Irrigation Scheduling
Irrigation scheduling is the decision process of determining when to irrigate and how much water to apply. Modern scheduling combines crop evapotranspiration (ETc), soil moisture sensors, and weather forecasts to replace only the water the crop has used. Science-based scheduling cuts water use 20–40% compared to calendar-based irrigation while maintaining or improving yield (IWMI, 2021).
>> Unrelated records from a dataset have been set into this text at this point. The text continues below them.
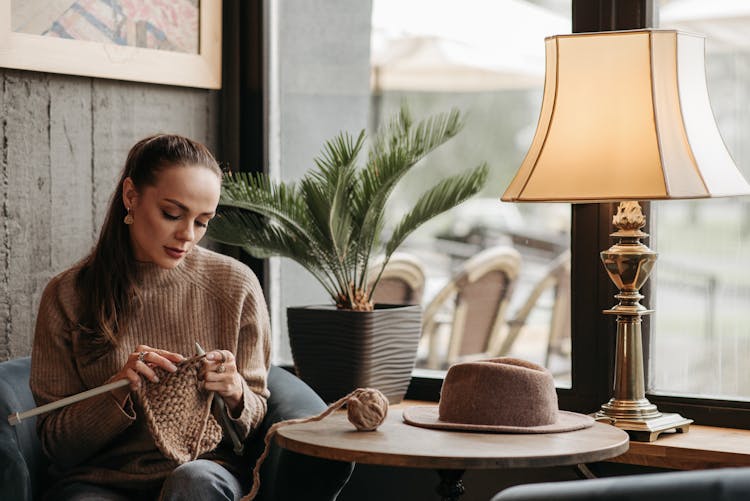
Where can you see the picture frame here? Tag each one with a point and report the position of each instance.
(110, 60)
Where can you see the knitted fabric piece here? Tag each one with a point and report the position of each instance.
(178, 412)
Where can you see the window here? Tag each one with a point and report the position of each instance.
(486, 59)
(702, 341)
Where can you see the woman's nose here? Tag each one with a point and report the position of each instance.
(186, 232)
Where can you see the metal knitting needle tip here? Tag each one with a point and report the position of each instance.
(227, 425)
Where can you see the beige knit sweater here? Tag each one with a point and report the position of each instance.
(208, 298)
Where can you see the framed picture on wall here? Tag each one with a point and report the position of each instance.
(174, 42)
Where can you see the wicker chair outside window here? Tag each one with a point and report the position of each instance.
(556, 279)
(479, 293)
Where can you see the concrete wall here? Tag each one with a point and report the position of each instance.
(318, 85)
(64, 142)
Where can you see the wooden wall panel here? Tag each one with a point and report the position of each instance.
(64, 142)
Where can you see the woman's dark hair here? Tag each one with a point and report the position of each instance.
(106, 281)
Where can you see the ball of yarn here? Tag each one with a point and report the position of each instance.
(366, 408)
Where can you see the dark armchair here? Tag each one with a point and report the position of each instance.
(726, 484)
(285, 475)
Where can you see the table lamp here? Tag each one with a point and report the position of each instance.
(625, 117)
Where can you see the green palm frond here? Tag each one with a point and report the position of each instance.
(444, 196)
(330, 223)
(262, 239)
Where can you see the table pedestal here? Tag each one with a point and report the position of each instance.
(451, 487)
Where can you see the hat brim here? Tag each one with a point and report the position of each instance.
(427, 417)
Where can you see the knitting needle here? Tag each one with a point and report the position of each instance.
(228, 426)
(17, 417)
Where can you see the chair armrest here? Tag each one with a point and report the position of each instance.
(22, 463)
(286, 475)
(727, 484)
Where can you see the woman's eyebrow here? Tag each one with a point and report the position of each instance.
(185, 207)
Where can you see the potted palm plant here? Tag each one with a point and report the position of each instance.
(331, 223)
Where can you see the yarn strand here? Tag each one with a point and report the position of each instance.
(366, 410)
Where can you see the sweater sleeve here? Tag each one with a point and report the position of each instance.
(253, 360)
(71, 434)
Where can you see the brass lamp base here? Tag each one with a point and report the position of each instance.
(629, 263)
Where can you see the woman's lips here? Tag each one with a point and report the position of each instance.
(175, 253)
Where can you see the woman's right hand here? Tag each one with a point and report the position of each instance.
(141, 363)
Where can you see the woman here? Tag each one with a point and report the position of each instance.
(141, 300)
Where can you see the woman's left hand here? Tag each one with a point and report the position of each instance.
(220, 375)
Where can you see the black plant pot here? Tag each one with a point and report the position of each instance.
(338, 351)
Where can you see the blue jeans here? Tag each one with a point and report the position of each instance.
(199, 480)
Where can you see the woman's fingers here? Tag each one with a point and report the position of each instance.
(157, 359)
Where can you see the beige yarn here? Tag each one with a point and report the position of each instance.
(178, 412)
(366, 409)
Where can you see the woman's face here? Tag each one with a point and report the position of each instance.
(170, 217)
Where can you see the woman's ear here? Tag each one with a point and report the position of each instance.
(129, 193)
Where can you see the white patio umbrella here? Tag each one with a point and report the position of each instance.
(724, 22)
(459, 46)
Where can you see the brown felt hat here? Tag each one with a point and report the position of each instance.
(504, 395)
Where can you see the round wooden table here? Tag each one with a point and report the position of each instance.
(396, 443)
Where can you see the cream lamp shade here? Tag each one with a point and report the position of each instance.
(625, 116)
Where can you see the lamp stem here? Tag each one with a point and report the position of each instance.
(629, 263)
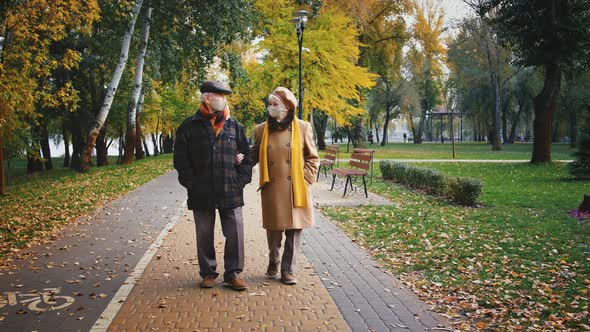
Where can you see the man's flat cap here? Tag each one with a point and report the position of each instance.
(215, 87)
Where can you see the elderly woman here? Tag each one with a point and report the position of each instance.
(289, 163)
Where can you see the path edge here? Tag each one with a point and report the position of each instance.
(110, 312)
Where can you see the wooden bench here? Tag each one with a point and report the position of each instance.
(370, 153)
(329, 160)
(359, 167)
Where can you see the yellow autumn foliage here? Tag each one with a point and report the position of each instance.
(331, 77)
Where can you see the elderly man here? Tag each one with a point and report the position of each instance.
(212, 157)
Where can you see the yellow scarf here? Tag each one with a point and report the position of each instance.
(299, 185)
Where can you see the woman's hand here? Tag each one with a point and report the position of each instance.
(239, 158)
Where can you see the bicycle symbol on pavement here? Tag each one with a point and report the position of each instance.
(46, 300)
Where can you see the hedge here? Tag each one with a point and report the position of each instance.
(462, 190)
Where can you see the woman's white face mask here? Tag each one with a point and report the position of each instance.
(277, 111)
(218, 104)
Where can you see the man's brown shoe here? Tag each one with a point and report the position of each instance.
(272, 272)
(208, 282)
(237, 284)
(287, 278)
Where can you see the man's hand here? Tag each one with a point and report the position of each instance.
(239, 158)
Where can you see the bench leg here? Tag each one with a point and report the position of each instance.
(333, 180)
(346, 184)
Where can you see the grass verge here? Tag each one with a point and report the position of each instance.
(517, 262)
(468, 150)
(34, 209)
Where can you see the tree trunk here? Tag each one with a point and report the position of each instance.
(418, 137)
(34, 163)
(387, 115)
(515, 123)
(505, 139)
(102, 150)
(495, 83)
(121, 145)
(155, 142)
(168, 144)
(555, 133)
(545, 104)
(77, 140)
(376, 132)
(585, 205)
(139, 152)
(573, 129)
(320, 123)
(2, 178)
(132, 138)
(112, 89)
(147, 152)
(45, 147)
(64, 132)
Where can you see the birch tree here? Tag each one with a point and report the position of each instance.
(131, 138)
(111, 91)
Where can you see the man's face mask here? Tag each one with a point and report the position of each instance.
(218, 104)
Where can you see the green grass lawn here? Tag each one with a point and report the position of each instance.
(483, 151)
(518, 261)
(16, 170)
(36, 206)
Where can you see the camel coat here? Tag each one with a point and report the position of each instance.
(278, 212)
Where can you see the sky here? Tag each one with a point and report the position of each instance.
(455, 10)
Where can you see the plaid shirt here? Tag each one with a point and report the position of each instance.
(206, 164)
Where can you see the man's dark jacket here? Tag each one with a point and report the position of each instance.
(206, 164)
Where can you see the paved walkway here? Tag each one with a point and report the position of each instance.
(132, 266)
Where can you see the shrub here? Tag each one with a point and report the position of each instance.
(580, 168)
(462, 190)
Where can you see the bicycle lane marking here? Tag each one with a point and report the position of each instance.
(108, 315)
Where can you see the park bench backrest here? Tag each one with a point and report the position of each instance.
(331, 152)
(360, 160)
(364, 151)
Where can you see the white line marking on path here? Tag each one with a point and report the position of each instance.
(109, 314)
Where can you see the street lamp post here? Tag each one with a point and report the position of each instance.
(299, 21)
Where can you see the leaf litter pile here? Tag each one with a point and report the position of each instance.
(504, 267)
(35, 209)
How Irrigation Scheduling Works
Three methods dominate. (1) Soil-water balance accounting tracks the root-zone water budget daily: starting moisture + rainfall + irrigation − ETc = current moisture. Irrigation triggers when the deficit reaches a crop-specific depletion threshold, typically 40–60% of plant-available water. (2) Soil moisture sensors (tensiometers, TDR, capacitance probes) measure actual root-zone moisture directly at multiple depths. (3) Plant-based sensing (canopy temperature, stem water potential, thermal imagery) measures stress directly but is less common on commercial farms.
The FAO-56 method is the global reference. Daily ET₀ is computed from weather-station data using the Penman-Monteith equation; ETc = ET₀ × Kc with crop coefficients from FAO-56 tables (80+ crops). Effective rainfall is subtracted. The remaining deficit, divided by irrigation efficiency (drip ~90%, sprinkler ~75%, flood ~50%), gives the gross irrigation depth to apply. Typical irrigation intervals range from 1–3 days for drip on sandy soils to 7–14 days for sprinkler on clay loams.
Scheduling quality matters more than irrigation method. A well-scheduled sprinkler system often outperforms a poorly scheduled drip system because the wrong timing wastes water regardless of hardware. WiseYield's irrigation scheduler pulls daily weather, computes ETc per crop using FAO-56 coefficients, tracks cumulative deficit, and issues irrigation recommendations with target volumes — giving growers science-based scheduling without requiring a dedicated agronomist.
Sources
- Allen et al. (1998). FAO Irrigation and Drainage Paper 56 — Crop Evapotranspiration.
- International Water Management Institute (IWMI, 2021). Irrigation scheduling for water productivity.